The API pricing is notable too: they dropped the prices by half from the old Mistral Small - that one was $0.20/million tokens of input, $0.60/million for output.

The new Mistral Small 3 API model is $0.10/$0.30.

For comparison, GPT-4o-mini is $0.15/$0.60.

85392_school 1 year ago | | |

Competition will likely be cheaper. (For context, Deepinfra runs larger 32B models at $0.07/$0.16)

isoprophlex 1 year ago | |

I make very heavy use of structured output (to convert unstructured data into something processable, eg for process mining on customer service mailboxes)

Is it any good for this, if you tested it?

I'm looking for something that hits the sweet spot of runs locally & follows prescribed output structure, but I've been quite underwhelmed so far

enkrs 1 year ago | | |

I thought structured output is a solved problem now.

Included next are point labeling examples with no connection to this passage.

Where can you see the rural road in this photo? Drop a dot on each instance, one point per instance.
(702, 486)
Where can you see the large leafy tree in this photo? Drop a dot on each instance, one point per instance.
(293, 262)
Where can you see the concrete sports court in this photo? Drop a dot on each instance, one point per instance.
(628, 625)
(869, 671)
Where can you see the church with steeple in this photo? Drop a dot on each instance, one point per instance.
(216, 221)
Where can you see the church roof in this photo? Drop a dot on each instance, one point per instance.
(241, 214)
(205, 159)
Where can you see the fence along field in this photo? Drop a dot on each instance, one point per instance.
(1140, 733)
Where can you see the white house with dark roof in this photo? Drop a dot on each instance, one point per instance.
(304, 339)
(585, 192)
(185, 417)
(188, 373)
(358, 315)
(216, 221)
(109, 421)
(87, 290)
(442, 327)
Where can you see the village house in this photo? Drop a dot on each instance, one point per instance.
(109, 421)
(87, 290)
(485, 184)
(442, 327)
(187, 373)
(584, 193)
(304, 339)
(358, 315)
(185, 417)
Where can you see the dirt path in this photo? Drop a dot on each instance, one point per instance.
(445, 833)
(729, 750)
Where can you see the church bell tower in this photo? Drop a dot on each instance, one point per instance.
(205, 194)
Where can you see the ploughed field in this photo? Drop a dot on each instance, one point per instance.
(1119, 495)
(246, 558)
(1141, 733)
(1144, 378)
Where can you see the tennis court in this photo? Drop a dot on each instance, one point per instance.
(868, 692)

I've had consistent results with ollama structured outputs [1] by passing Zod schema with the request. Works even with very small models. What are the challenges you're facing?

[1] https://ollama.com/blog/structured-outputs

the_mitsuhiko 1 year ago | | |

I get decent JSON from it quite well with the "assistant: {" trick. I'm not sure how well trained it is to do JSON. The template on ollama has tools calls so I assume they made sure JSON works: https://ollama.com/library/mistral-small:24b/blobs/6db27cd4e...

starik36 1 year ago | | |

The only model that I've found to be useful in processing customer emails is o1-preview. The rest of the models work as well, but don't get all the minutia of the emails.

My scenario is pretty specific though and is all about determining intent (e.g. what does the customer want) and mapping it onto my internal structures.

The model is very slow, but definitely worth it.

d4rkp4ttern 1 year ago | | |

It does decently well actually. You can test function-calling using Langroid. There are several example scripts you could try from the repo, e.g.

    uv run examples/basic/tool-extract-short-example.py --model ollama/mistral-small

sample output: https://gist.github.com/pchalasani/662d7f13dbe690d6e2bfef01c...

Langroid has a ToolMessage mechanism that lets you specify a tool/fn-call using Pydantic, which is then transpiled into system message instructions.

mohsen1 1 year ago | | |

See function calling being called out here

https://huggingface.co/mistralai/Mistral-Small-24B-Instruct-...

mercer 1 year ago | | |

I've found phi4 to be very good for this.

rkwz 1 year ago | | |

What local models are you currently using and what issues are you facing?

halyconWays 1 year ago | |

Maybe I'm an outlier but I don't see much value in running tiny local models vs. using a more powerful desktop in my house to host a larger and far more usable model. I run Open WebUI and connect it to my own llama.cpp/koboldcpp that runs a 4-bit 70B model, and can connect to it anywhere easily with Tailscale. For questions that even 70B can't handle I have Open WebUI hit OpenRouter and can choose between all the flagship models.

Every time I've tried a tiny model it's been too questionable to trust.

kamranjon 1 year ago | | |

Have you tried Gemma 27b? I’ve been using it with llamafile and it’s pretty incredible. I think the winds are changing a bit and small models are becoming much more capable. Worth giving some of the smaller ones a shot if it’s been a while. I can run Gemma 27b on my 32gb MacBook Pro and it’s pretty capable with code too.

pks016 1 year ago | |

Question for people who spent more time with these small models. What's a current best small model to extract information from a large number of pdfs? I have multiple collection of research articles. I want two tasks 1) Extract info from pdfs 2) classify papers based the content of the paper.

Or point me to right direction

themanmaran 1 year ago | | |

Hey this is something we know a lot about. I'd say Qwen 2.5 32B would be the best here.

We've found GPT-4o/Claude 3.5 to benchmark at around 85% accuracy on document extraction. With Qwen 72B at around 70%. Smaller models will go down from there.

But it really depends on the complexity of the documents, and how much information you're looking to pull out. Is it something easy like document_title or hard like array_of_all_citations.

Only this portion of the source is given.